Figure 12 shows the relationship between the contact angle hysteresis and the sliding angle obtained from the wettability test. The contact angle hysteresis is the difference between the advancing contact angle (θ_Adv) and the receding contact angle (θ_Rec)—one of the indicators of the wettability of a droplet sliding down a solid surface. The larger the contact angle hysteresis, the better the lyophilic state, and vice versa.

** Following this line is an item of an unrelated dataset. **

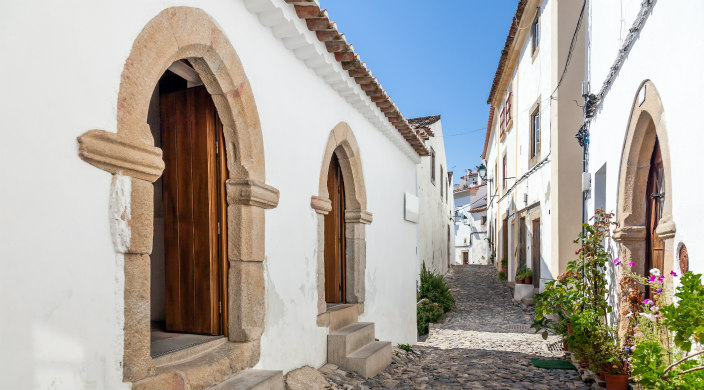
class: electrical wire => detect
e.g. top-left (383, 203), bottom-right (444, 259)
top-left (550, 0), bottom-right (587, 98)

There is a good correlation between the contact angle hysteresis and the sliding angle. Furthermore, depending on the fluorination conditions, the liquid Na wettability on the specimen surface becomes either more wettable (upper right) or less wettable (lower left) than that of the untreated specimen. The wettability test results indicate that fluorination can control the wettability of liquid Na on the iron surface in lyophilic and lyophobic states.

5. Conclusions

This study evaluated the liquid Na wettability of iron and fluorinated iron, and the following results were obtained.

(1)

F-380-RT, F-760-RT, and F-760-200 specimens had large surface roughness, approximately 3–6.5 times that (27 nm) of the untreated specimen. The XPS measurement results show that a thick layer of reaction products, primarily comprising FeF₃ bonds, can be formed on the surfaces of these specimens.

(2)

F-380-RT, F-760-RT, and F-760-200 specimens had small sliding angles of Na droplets at measurement and a small deformation in the Na droplet shape.

(3)

The surface roughness of F-380-100, F-760-100, and F-380-200 specimens was similar to those of the untreated specimen. The XPS measurement results indicate that the surfaces of these specimens contain a large amount of FeF₂ bonds. Together with the detection of metallic iron peaks due to the etching of the outermost surface layer, a thin reaction layer primarily comprising FeF₂ bonds can be formed on their surfaces.

(4)

F-380-100, F-760-100, and F-380-200 specimens had large sliding angles of Na droplets at measurement and a large deformation in the Na droplet shape.

(5)

Fluorination changed the wettability between the specimen and the liquid Na to lyophilic and lyophobic states. We considered that the bond formed on the specimen surface determines whether it is easier or harder to be wetted with liquid Na.

The above results indicate that fluorination is a surface modification technique that can control the liquid Na wettability of iron.